Similar to group housing, providing enrichment to laboratory animals is considered part of improving laboratory animals’ psychological and physiological “well-being” that consequently helps to improve the quality and reproducibility of results in research (Wirz et al. 2015) and will provide a state of eustress (“good stress”; Everds et al. 2013).

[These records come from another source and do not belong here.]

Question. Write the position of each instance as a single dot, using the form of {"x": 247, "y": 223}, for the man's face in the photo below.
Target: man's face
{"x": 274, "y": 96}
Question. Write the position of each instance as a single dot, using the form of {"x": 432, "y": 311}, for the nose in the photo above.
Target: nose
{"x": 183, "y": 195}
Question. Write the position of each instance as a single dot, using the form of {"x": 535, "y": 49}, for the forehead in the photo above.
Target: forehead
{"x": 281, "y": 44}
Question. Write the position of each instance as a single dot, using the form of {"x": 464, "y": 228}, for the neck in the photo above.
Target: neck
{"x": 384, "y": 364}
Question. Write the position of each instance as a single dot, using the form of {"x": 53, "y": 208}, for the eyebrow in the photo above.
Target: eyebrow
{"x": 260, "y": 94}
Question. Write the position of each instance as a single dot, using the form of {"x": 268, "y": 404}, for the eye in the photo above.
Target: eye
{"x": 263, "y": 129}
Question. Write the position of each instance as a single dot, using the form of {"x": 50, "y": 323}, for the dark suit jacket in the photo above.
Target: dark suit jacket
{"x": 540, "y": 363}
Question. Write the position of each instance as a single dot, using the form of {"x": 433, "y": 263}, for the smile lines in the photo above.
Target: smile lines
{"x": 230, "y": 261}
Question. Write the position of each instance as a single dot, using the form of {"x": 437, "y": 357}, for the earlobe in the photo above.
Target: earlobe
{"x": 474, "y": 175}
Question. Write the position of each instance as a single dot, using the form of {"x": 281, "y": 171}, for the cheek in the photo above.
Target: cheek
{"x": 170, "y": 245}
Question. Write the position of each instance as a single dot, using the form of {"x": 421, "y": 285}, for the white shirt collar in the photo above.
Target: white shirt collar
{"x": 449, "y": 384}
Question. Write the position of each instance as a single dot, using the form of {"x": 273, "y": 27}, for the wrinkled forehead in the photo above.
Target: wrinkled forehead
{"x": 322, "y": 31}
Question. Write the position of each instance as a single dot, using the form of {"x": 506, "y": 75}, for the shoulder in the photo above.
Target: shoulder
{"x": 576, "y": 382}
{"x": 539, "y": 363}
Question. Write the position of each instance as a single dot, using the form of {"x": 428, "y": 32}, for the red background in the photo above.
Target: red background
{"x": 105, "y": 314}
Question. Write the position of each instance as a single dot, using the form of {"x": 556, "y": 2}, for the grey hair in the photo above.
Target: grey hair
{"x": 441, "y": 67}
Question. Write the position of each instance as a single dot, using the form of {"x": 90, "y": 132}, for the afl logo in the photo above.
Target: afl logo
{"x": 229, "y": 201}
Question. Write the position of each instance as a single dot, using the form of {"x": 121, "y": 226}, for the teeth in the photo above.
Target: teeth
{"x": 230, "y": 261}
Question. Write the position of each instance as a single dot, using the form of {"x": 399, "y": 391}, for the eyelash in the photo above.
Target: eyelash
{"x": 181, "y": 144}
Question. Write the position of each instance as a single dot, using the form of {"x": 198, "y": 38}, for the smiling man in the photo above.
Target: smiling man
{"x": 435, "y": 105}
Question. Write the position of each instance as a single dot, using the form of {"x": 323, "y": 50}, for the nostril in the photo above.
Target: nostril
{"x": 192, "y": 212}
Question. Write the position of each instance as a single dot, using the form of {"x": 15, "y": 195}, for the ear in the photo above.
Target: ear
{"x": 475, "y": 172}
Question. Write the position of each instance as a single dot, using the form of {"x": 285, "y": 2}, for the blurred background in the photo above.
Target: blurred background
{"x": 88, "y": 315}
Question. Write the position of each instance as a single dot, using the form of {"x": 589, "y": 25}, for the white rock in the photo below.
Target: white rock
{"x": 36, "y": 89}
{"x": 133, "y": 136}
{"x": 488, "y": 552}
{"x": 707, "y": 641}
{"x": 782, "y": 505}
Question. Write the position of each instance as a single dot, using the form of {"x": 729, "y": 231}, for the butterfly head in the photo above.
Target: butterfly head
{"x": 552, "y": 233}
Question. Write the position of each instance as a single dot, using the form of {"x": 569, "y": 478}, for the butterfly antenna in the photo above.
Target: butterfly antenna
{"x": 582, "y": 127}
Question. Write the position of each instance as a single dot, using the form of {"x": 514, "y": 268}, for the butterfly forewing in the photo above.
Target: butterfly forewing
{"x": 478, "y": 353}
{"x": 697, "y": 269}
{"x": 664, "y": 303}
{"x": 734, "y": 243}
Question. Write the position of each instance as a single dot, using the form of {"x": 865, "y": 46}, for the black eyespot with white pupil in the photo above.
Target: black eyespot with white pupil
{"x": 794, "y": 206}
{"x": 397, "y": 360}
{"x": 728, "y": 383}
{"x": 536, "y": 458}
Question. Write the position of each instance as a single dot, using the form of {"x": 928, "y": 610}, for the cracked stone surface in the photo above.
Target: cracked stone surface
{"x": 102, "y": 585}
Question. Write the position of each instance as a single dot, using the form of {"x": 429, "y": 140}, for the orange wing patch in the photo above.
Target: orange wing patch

As an example, providing nesting materials to mice is an ethologically relevant environmental enrichment, which reduces cold stress, improves feed conversion, and increases litter size. In the field of toxicology, providing nesting material has not been a routine practice which raises fear of introducing new elements into study systems that may interfere with traditional toxicology study measures.

A recent study in mice sought to determine if providing nesting material would affect study results following administration of a known immunosuppressive agent (cyclophosphamide; Gariepy et al. 2015). It was hypothesized that nesting material would reduce study-related stress and could potentially impact immune function or immunological parameters. Results showed that clinical signs and observation scores associated with stress were reduced in mice provided with nesting material, control and treated, confirming the known positive effect on animal welfare measures. Expected changes in clinical pathology, immune function, and histopathology end points were observed in cyclophosphamide-treated animals, with and without nesting material with changes that were similar between animals with and without nesting material. These results, as well as those of another recent study in mice and rats (Churchill et al. 2016), showed that adopting measures to improve animal welfare did not have a meaningful impact on clinical pathology end points in mice and rats.

The implementation of exercise periods has been another recent advancement in providing a source of natural enrichment to laboratory animals participating in toxicology studies. Increased activity during exercise periods can occasionally be associated with mild to moderate sporadic increases in musculoskeletal enzyme signals including increases in the activities of AST, creatinine kinase (CK), alanine aminotransferase (ALT), and/or lactate dehydrogenase (LDH) related to exertion and mild muscle trauma.

Fasting

The fasting status of laboratory animals and the duration of fasting are important factors that may lead to variation in clinical pathology data collected during toxicology studies. The fasting of animals prior to blood collections is generally considered to reduce the overall variability in clinical pathology data and to reduce the incidence of lipemic samples (Hall 2001). Many regulatory guidelines and the Joint Scientific Committee for International Harmonization of Clinical Pathology Testing recommend fasting of animals before blood collection for hematology and clinical chemistry analysis (Food and Drug Administration 2003; Organization for Economic Cooperation and Development 1995; Weingand et al. 1992). In rats, serial blood sampling in fasted animals over 48 hr demonstrated progressive decreases in glucose, triglyceride, and cholesterol concentrations, relative to nonfasted animals (see Table 2; Waner and Nysak 1994). ALP activity was also decreased in fasted rats relative to nonfasted, presumably as a consequence of reduced contribution of the intestinal isoenzyme of ALP (Waner and Nysak 1994). Prolonged fasting or severe food restriction/anorexia (>48 hr) has been shown to cause bone marrow and lymphoid depletion; lower leukocyte, platelet, and reticulocyte counts; and increases in ALT and AST activities (Moriyama et al. 2008).

Table 2.

Effect of Fasting on Selected Clinical Pathology End Points in Control Rats.^a

Hours fasted	Glucose (mg/dl)	Cholesterol (mg/dl)	Triglycerides (mg/dl)	ALP (IU/L)
Hours fasted	N = 10	N = 10	N = 10	N = 10
Not fasted	132 ±10	79 ± 16	113 ± 51	239 ± 31
8	132 ± 12	83 ± 24	126 ± 36	164 ± 34*
16	93 ± 8*	81 ± 20	36 ± 9*	149 ± 25*
24	93 ± 6*	82 ± 20	45 ± 13*	146 ± 21*
48	110 ± 15*	61 ± 19	36 ± 9*	118 ± 22*

Note. ALP = alkaline phosphatase; IU = international unit.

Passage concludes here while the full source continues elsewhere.